Al cuore di questa festa c’è la cucina, con i suoi sapori unici e i dolci che raccontano storie di famiglia, di generazioni che si sono tramandate ricette segrete, e di un amore immenso per la propria terra.
Le sapienti signore di Montemaggiore Belsito, custodi della tradizione culinaria, sono le vere protagoniste di questa festa. Con mani esperte e con tanto amore, preparano i dolci tipici che rendono speciale questa giornata. Le “sfince di San Giuseppe” sono uno dei piatti più attesi: dolci fritti, morbidi e profumati, ricoperti di miele e sesamo, simbolo di abbondanza e di benedizione. La ricetta, tramandata di madre in figlia, è un’arte che racconta non solo il gusto, ma anche la storia di una comunità che sa valorizzare ogni singolo ingrediente, ogni gesto in cucina.

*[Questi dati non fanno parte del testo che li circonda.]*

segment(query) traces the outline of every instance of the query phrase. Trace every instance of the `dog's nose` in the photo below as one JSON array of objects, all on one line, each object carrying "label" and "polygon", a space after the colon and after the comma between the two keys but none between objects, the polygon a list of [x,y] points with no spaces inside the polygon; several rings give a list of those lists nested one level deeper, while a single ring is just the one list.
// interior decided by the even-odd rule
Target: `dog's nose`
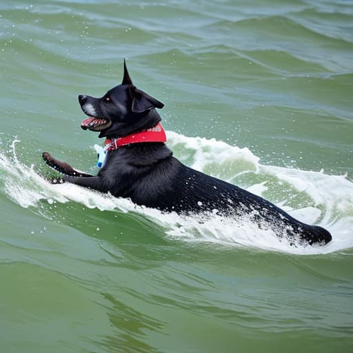
[{"label": "dog's nose", "polygon": [[87,98],[87,96],[84,96],[83,94],[80,94],[79,96],[79,101],[80,102],[80,104],[84,104],[85,99]]}]

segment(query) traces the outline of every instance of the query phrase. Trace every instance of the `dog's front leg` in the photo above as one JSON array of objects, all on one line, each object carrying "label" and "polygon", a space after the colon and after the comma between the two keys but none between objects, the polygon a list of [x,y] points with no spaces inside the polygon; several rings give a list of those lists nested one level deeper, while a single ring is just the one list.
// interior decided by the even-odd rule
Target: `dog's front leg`
[{"label": "dog's front leg", "polygon": [[[92,177],[93,175],[90,174],[84,173],[79,170],[74,169],[70,164],[55,159],[50,155],[48,152],[45,152],[42,154],[43,159],[44,161],[52,168],[59,172],[60,173],[64,174],[65,175],[70,175],[71,176],[87,176]],[[59,180],[59,179],[58,179]]]},{"label": "dog's front leg", "polygon": [[63,181],[72,183],[72,184],[84,186],[90,189],[93,189],[101,192],[107,192],[108,190],[101,183],[99,176],[71,176],[66,175],[63,178]]}]

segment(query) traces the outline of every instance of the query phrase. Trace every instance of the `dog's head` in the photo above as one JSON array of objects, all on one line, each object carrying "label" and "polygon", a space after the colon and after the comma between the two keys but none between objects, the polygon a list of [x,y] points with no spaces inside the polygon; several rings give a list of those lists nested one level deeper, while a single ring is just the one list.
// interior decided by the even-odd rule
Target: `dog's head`
[{"label": "dog's head", "polygon": [[82,110],[90,117],[83,120],[83,130],[99,132],[99,137],[122,137],[146,130],[161,121],[156,108],[164,105],[139,90],[132,83],[124,61],[123,81],[101,98],[79,95]]}]

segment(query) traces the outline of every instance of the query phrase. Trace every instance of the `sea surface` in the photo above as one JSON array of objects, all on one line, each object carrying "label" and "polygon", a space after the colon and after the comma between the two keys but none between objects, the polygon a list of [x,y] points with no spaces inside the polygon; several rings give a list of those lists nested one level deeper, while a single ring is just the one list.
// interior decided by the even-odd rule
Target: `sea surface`
[{"label": "sea surface", "polygon": [[[124,58],[175,157],[332,242],[46,181]],[[353,1],[1,0],[0,65],[1,352],[353,352]]]}]

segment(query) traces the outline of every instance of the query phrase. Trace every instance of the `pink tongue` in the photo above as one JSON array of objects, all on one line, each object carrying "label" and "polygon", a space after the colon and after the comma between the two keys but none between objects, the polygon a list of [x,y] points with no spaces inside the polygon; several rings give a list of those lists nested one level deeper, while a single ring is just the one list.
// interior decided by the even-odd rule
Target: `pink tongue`
[{"label": "pink tongue", "polygon": [[82,123],[81,123],[81,125],[88,126],[92,122],[94,121],[94,120],[97,120],[96,123],[98,123],[100,119],[97,118],[93,118],[91,117],[90,118],[85,119],[85,120],[83,120]]}]

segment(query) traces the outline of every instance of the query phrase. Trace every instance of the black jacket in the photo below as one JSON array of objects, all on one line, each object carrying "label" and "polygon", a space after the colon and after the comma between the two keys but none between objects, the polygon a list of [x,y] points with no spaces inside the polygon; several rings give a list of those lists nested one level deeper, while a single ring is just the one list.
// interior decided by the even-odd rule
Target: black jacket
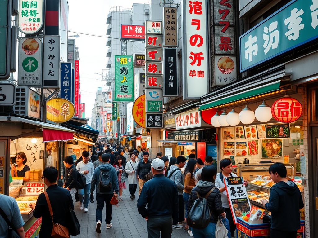
[{"label": "black jacket", "polygon": [[304,207],[302,197],[295,183],[281,181],[271,188],[266,209],[272,213],[271,228],[284,231],[300,228],[299,209]]},{"label": "black jacket", "polygon": [[[214,185],[206,187],[198,187],[197,185],[192,189],[191,194],[188,201],[188,207],[192,204],[192,202],[198,198],[196,191],[201,197],[204,197],[206,194],[213,187]],[[210,212],[212,212],[210,218],[210,222],[216,223],[218,220],[219,214],[223,213],[225,210],[222,206],[222,201],[221,200],[221,193],[218,188],[216,188],[210,194],[207,199],[208,205],[210,208]]]},{"label": "black jacket", "polygon": [[[59,187],[57,184],[52,185],[46,189],[53,212],[53,221],[54,224],[67,227],[67,210],[70,205],[72,209],[74,205],[70,191],[67,189]],[[39,195],[37,201],[33,215],[37,218],[42,217],[42,223],[39,234],[39,238],[49,238],[51,236],[53,225],[52,217],[50,214],[49,207],[44,193]]]}]

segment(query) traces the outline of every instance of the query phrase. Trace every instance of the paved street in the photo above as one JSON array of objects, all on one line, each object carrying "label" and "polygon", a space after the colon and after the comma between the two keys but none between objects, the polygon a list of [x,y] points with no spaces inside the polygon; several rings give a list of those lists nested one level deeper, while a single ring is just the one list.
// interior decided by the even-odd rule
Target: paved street
[{"label": "paved street", "polygon": [[[128,185],[126,185],[126,186]],[[89,203],[88,212],[85,213],[84,210],[80,209],[79,202],[75,204],[74,210],[77,218],[81,223],[81,233],[79,235],[72,237],[79,238],[93,238],[93,237],[133,237],[147,238],[147,227],[146,220],[138,213],[137,208],[138,198],[138,188],[135,193],[136,199],[130,200],[128,188],[124,189],[122,202],[119,202],[119,207],[113,206],[113,226],[109,229],[106,228],[105,222],[106,210],[104,206],[103,212],[103,222],[101,225],[101,233],[98,234],[95,232],[96,222],[95,221],[95,211],[96,201],[94,199],[93,204]],[[94,195],[94,198],[96,196]],[[160,199],[160,198],[158,198]],[[183,226],[184,228],[184,225]],[[190,237],[184,229],[173,229],[173,238]]]}]

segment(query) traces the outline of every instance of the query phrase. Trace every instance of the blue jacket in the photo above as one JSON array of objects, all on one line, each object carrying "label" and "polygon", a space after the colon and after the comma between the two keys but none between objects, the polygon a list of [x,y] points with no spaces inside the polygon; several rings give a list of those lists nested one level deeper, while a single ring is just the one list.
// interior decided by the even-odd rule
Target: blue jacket
[{"label": "blue jacket", "polygon": [[[99,176],[102,171],[108,172],[110,177],[111,182],[112,183],[112,190],[109,192],[100,192],[98,185],[99,184]],[[113,194],[114,191],[116,193],[118,193],[119,187],[118,186],[118,179],[116,173],[116,170],[109,163],[103,163],[94,171],[94,174],[92,178],[91,183],[91,192],[93,193],[96,187],[96,193],[100,194]]]}]

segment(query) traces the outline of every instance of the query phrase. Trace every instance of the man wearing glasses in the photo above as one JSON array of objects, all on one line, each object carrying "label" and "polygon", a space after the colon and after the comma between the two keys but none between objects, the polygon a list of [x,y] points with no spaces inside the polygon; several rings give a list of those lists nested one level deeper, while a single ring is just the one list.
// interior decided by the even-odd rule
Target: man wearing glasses
[{"label": "man wearing glasses", "polygon": [[150,172],[151,169],[152,161],[149,159],[149,153],[145,151],[142,153],[142,157],[143,159],[139,161],[136,170],[137,179],[139,184],[139,195],[140,195],[144,184],[147,182],[146,175]]}]

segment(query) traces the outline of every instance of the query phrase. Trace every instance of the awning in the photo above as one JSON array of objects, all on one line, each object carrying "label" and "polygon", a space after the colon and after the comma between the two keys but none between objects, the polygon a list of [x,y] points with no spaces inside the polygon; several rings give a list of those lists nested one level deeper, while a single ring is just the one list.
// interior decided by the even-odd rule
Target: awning
[{"label": "awning", "polygon": [[[231,84],[230,88],[229,85],[229,88],[225,90],[224,88],[217,90],[211,95],[210,98],[202,102],[204,104],[199,105],[199,110],[202,111],[279,90],[280,79],[278,79],[285,75],[285,73],[280,72],[266,78],[261,77],[258,80],[245,83],[239,81]],[[209,102],[204,103],[206,102]]]},{"label": "awning", "polygon": [[73,140],[73,132],[43,129],[43,142]]}]

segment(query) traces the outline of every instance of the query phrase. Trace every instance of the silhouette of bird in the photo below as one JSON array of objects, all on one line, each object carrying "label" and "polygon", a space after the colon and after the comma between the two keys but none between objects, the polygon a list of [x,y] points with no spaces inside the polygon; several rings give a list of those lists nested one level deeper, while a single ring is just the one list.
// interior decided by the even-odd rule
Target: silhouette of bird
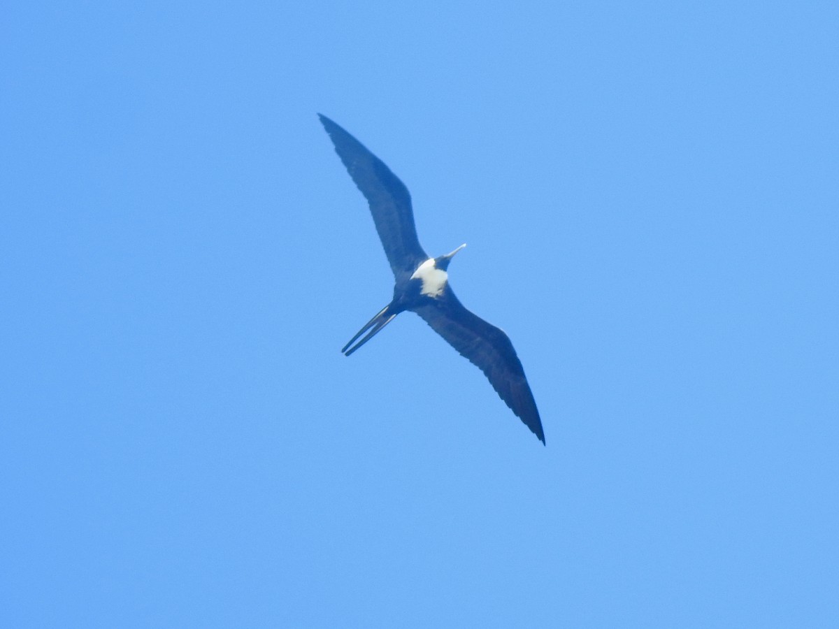
[{"label": "silhouette of bird", "polygon": [[544,444],[545,432],[536,402],[509,337],[467,310],[449,284],[449,263],[466,245],[444,256],[429,257],[417,238],[411,197],[405,185],[346,130],[326,116],[318,116],[338,157],[370,205],[396,280],[391,302],[367,321],[341,351],[350,356],[400,312],[415,312],[483,372],[501,399]]}]

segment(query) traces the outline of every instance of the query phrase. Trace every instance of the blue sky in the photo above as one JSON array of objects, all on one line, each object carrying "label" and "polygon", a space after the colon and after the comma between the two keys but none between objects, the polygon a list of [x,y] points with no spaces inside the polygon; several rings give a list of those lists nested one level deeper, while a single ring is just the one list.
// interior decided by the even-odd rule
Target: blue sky
[{"label": "blue sky", "polygon": [[[839,622],[835,3],[15,3],[0,624]],[[390,298],[315,113],[511,336]]]}]

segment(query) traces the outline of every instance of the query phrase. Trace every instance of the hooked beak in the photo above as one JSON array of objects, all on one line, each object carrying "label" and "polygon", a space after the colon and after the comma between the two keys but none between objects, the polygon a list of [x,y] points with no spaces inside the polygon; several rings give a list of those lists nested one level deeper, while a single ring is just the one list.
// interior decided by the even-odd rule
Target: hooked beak
[{"label": "hooked beak", "polygon": [[452,257],[454,257],[455,254],[457,252],[459,252],[461,249],[462,249],[466,246],[466,243],[464,242],[462,245],[461,245],[460,247],[458,247],[453,252],[451,252],[451,253],[446,253],[445,256],[442,256],[442,257],[445,257],[446,260],[451,260]]}]

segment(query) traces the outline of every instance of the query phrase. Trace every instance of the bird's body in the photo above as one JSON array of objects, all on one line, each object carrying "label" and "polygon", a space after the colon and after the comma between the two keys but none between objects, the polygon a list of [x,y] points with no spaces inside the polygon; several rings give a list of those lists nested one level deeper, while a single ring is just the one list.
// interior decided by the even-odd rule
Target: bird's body
[{"label": "bird's body", "polygon": [[545,443],[536,403],[509,338],[467,310],[449,285],[449,263],[466,245],[444,256],[428,256],[417,238],[410,195],[404,184],[347,131],[325,116],[320,117],[336,152],[367,200],[396,280],[391,302],[367,321],[341,351],[350,356],[397,314],[405,310],[415,312],[484,372],[501,398]]}]

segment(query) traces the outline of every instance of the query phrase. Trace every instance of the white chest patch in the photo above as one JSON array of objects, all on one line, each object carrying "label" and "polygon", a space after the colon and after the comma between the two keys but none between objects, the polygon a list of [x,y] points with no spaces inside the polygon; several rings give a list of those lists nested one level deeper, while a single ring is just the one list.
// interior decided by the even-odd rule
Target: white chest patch
[{"label": "white chest patch", "polygon": [[420,292],[428,297],[440,297],[449,279],[446,271],[434,266],[434,258],[430,257],[414,272],[411,279],[420,279],[422,289]]}]

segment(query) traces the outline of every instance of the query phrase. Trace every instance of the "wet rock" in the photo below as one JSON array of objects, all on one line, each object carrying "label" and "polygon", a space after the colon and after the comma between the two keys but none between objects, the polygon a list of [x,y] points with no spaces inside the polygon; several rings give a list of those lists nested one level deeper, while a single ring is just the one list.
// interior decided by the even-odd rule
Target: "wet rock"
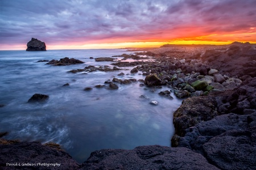
[{"label": "wet rock", "polygon": [[204,144],[204,151],[207,159],[221,169],[255,169],[255,128],[228,131]]},{"label": "wet rock", "polygon": [[[6,143],[7,144],[0,144],[0,167],[3,168],[0,168],[1,169],[78,169],[79,168],[80,165],[67,153],[59,149],[42,145],[39,142]],[[20,163],[20,166],[6,167],[6,163]],[[55,167],[39,165],[21,166],[22,163],[36,164],[38,163],[57,163],[60,165],[59,167],[57,165]]]},{"label": "wet rock", "polygon": [[197,67],[195,71],[200,73],[201,75],[208,75],[208,71],[210,70],[210,67],[207,65],[202,65]]},{"label": "wet rock", "polygon": [[122,82],[122,80],[121,79],[118,79],[118,78],[114,78],[112,79],[112,82],[118,82],[118,83],[121,83]]},{"label": "wet rock", "polygon": [[158,78],[156,74],[151,74],[147,75],[144,80],[145,84],[148,86],[160,85],[161,80]]},{"label": "wet rock", "polygon": [[34,38],[27,42],[27,47],[26,51],[46,51],[46,43]]},{"label": "wet rock", "polygon": [[223,77],[223,76],[220,74],[214,74],[213,75],[214,78],[215,82],[220,83],[222,83],[226,81],[225,79]]},{"label": "wet rock", "polygon": [[49,60],[38,60],[36,62],[49,62]]},{"label": "wet rock", "polygon": [[92,87],[85,87],[84,90],[84,91],[90,91],[92,90]]},{"label": "wet rock", "polygon": [[162,91],[159,93],[159,94],[162,96],[170,95],[170,94],[171,94],[171,92],[169,90]]},{"label": "wet rock", "polygon": [[214,90],[218,90],[220,91],[224,91],[225,87],[220,83],[212,83],[210,84],[210,86],[213,86],[214,88]]},{"label": "wet rock", "polygon": [[119,75],[119,76],[125,75],[125,73],[121,73],[118,74],[117,75]]},{"label": "wet rock", "polygon": [[111,57],[99,57],[95,58],[95,61],[113,61],[115,59]]},{"label": "wet rock", "polygon": [[204,80],[196,80],[191,83],[191,86],[193,87],[195,90],[204,90],[208,86],[208,83]]},{"label": "wet rock", "polygon": [[[131,150],[101,150],[92,152],[81,169],[219,169],[201,155],[185,148],[158,145]],[[107,168],[106,168],[107,167]]]},{"label": "wet rock", "polygon": [[175,90],[174,94],[177,96],[177,97],[180,99],[183,99],[190,96],[190,93],[187,90]]},{"label": "wet rock", "polygon": [[136,79],[129,79],[129,80],[131,81],[131,82],[137,82],[137,80]]},{"label": "wet rock", "polygon": [[63,85],[62,86],[69,86],[69,83],[66,83],[64,85]]},{"label": "wet rock", "polygon": [[101,84],[98,84],[98,85],[95,86],[95,87],[99,88],[104,87],[105,86],[106,86],[101,85]]},{"label": "wet rock", "polygon": [[208,71],[208,75],[213,75],[214,74],[218,73],[218,70],[210,69],[210,70],[209,70],[209,71]]},{"label": "wet rock", "polygon": [[31,97],[30,97],[30,99],[28,100],[27,102],[28,103],[36,102],[36,101],[42,102],[46,101],[48,99],[49,99],[48,95],[35,94],[33,96],[32,96]]},{"label": "wet rock", "polygon": [[109,87],[111,89],[118,89],[118,86],[110,82],[109,82]]},{"label": "wet rock", "polygon": [[150,104],[151,104],[152,105],[158,105],[158,102],[155,100],[152,100],[152,101],[150,101]]},{"label": "wet rock", "polygon": [[213,96],[193,97],[185,99],[174,113],[175,134],[183,137],[187,128],[201,121],[210,120],[217,115],[217,101]]},{"label": "wet rock", "polygon": [[134,74],[134,73],[138,73],[138,70],[137,69],[137,68],[135,67],[133,68],[133,69],[131,69],[131,73]]},{"label": "wet rock", "polygon": [[191,86],[190,86],[189,84],[185,84],[185,86],[183,87],[183,90],[187,90],[189,92],[193,92],[196,91],[195,90],[195,88],[193,88],[193,87],[192,87]]},{"label": "wet rock", "polygon": [[205,91],[210,91],[210,90],[213,90],[213,89],[214,89],[214,88],[213,86],[210,86],[210,85],[208,85],[208,86],[207,86],[207,87],[205,88]]},{"label": "wet rock", "polygon": [[131,82],[127,79],[125,79],[123,81],[121,82],[122,84],[131,84]]},{"label": "wet rock", "polygon": [[47,65],[53,65],[54,66],[67,66],[71,65],[75,65],[82,63],[84,62],[75,58],[69,58],[68,57],[65,57],[61,58],[60,60],[52,60],[49,62],[47,63]]}]

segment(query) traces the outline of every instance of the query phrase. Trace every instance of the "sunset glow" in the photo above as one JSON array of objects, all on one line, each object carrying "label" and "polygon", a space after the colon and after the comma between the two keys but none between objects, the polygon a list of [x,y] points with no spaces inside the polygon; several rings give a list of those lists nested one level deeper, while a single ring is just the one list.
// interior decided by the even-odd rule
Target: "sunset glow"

A fianco delle sfince, non possono mancare altre prelibatezze della tradizione siciliana: i “cassatini” e le “zeppole”, che con la loro delicatezza e il loro sapore unico, arricchiscono il banchetto dedicato a San Giuseppe. Ogni dolce è preparato con cura, seguendo le ricette antiche che richiedono tempo e pazienza, ma anche una grande passione per il cibo e per la comunità.